Kibenok was part of the 28-man team which responded to the alarm at 01:29 in the morning on 26 April 1986 at the beginning of the Chernobyl disaster shortly after the initial explosion. Among the team was Volodymyr Pravyk, Vasily Ignatenko, Nikolai Vashchuk , Vladimir Tishura, Nikolai Titenok, and Leonid Telyatnikov, among others. While extinguishing the fires on and around the roof of the Chernobyl Nuclear Power Plant's reactor hall Kibenok and others received lethal doses of radiation and began to exhibit signs of acute radiation syndrome.

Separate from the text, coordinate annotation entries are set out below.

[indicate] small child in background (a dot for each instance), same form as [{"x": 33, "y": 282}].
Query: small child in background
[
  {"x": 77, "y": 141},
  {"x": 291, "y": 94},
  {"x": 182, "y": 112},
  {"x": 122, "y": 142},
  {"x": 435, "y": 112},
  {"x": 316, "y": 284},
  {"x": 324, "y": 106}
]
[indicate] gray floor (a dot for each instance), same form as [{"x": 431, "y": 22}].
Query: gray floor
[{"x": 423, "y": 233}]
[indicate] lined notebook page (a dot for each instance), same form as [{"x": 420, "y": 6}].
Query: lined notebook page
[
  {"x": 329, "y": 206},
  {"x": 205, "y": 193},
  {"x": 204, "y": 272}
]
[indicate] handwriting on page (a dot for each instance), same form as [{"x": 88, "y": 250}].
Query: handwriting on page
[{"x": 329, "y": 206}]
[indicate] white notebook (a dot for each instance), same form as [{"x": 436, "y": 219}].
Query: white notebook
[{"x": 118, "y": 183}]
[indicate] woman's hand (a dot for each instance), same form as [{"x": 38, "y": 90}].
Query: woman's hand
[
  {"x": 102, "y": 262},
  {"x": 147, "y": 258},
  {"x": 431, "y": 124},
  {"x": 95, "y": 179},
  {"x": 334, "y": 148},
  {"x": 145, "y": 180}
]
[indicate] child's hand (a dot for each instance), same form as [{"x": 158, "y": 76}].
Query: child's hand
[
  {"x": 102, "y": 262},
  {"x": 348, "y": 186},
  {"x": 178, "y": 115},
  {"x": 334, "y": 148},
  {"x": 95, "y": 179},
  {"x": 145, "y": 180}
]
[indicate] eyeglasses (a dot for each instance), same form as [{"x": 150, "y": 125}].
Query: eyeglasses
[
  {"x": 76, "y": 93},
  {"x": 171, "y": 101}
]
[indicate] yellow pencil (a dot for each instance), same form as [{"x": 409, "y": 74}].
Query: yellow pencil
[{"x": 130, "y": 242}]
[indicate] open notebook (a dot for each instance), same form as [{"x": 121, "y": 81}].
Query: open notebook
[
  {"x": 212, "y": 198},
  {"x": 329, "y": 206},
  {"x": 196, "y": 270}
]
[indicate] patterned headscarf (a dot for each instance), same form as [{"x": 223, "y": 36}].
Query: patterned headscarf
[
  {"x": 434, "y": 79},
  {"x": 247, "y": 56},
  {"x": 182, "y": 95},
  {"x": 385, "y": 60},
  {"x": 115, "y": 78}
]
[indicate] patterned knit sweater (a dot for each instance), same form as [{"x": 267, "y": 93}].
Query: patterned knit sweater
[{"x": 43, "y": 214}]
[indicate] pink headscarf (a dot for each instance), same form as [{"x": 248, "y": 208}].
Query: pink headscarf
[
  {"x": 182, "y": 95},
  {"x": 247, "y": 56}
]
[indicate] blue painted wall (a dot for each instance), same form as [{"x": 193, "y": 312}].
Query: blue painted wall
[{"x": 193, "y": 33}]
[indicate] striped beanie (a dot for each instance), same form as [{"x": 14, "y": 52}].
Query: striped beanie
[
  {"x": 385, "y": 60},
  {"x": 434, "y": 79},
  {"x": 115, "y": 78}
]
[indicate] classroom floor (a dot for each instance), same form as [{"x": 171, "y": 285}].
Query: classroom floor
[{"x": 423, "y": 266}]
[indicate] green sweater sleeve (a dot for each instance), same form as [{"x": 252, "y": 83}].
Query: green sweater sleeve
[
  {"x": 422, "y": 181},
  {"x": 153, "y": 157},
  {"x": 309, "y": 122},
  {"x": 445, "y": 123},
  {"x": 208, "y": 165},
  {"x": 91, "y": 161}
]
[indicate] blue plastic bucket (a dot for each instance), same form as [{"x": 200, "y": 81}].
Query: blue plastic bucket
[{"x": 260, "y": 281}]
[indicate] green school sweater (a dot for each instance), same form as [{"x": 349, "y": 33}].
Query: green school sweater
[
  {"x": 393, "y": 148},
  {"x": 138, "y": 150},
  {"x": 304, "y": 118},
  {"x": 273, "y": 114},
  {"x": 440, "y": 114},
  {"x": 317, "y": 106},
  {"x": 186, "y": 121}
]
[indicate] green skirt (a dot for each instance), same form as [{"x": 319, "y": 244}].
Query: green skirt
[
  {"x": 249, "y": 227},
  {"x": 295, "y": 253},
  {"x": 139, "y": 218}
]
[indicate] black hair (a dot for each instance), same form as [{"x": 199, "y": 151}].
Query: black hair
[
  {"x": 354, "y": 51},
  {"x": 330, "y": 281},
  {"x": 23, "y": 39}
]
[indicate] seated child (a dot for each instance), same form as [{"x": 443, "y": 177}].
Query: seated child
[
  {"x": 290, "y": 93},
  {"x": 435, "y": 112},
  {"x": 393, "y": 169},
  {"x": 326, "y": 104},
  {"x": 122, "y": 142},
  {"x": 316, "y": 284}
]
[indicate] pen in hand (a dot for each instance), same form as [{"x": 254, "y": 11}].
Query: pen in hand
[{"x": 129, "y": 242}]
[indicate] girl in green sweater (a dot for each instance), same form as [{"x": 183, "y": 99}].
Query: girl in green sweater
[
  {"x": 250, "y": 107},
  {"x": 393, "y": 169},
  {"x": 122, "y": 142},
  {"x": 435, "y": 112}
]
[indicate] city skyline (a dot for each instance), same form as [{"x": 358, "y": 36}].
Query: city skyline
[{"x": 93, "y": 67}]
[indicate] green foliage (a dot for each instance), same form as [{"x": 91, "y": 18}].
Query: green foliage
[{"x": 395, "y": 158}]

== Hospitalization and death ==
Kibenok stayed in Sanitary Unit No.126 (the Pripyat Hospital) for one day before the true scale of the accident was realized. He was then transported by air to Moscow Hospital No.6, which specialised in treating victims of radiation accidents. Kibenok had received bitumen burns on the inside of his mouth and his lungs were damaged by inhaling burning bitumen. Due to these internal burns, Kibenok couldn't eat and it was extremely painful for him to speak. By 9 May 1986 Kibenok could no longer stand. Kibenok died a few days later on 11 May 1986 a few hours after his friend and colleague Vladimir Pravik. Kibenok's funeral was held on 13 May 1986. Kibenok received an estimated 1000 REM (10 Sv) dose. Kibenok was aged just 23. He is buried alongside his comrades in Mitinskoe Cemetery in Moscow.

== Legacy ==
After his death, Kibenok left behind a wife and unborn child, although the child would later be stillborn. Kibenok was posthumously awarded the Hero of The Soviet Union award along with the Order of Lenin on 25 September 1986. Kibenok has a street named after him in his home city of Ivanivka. Kibenok also has numerous monuments, all over the Kyiv region, including one at the Cherkasy Fire and Technical School where Kibenok trained to become an officer.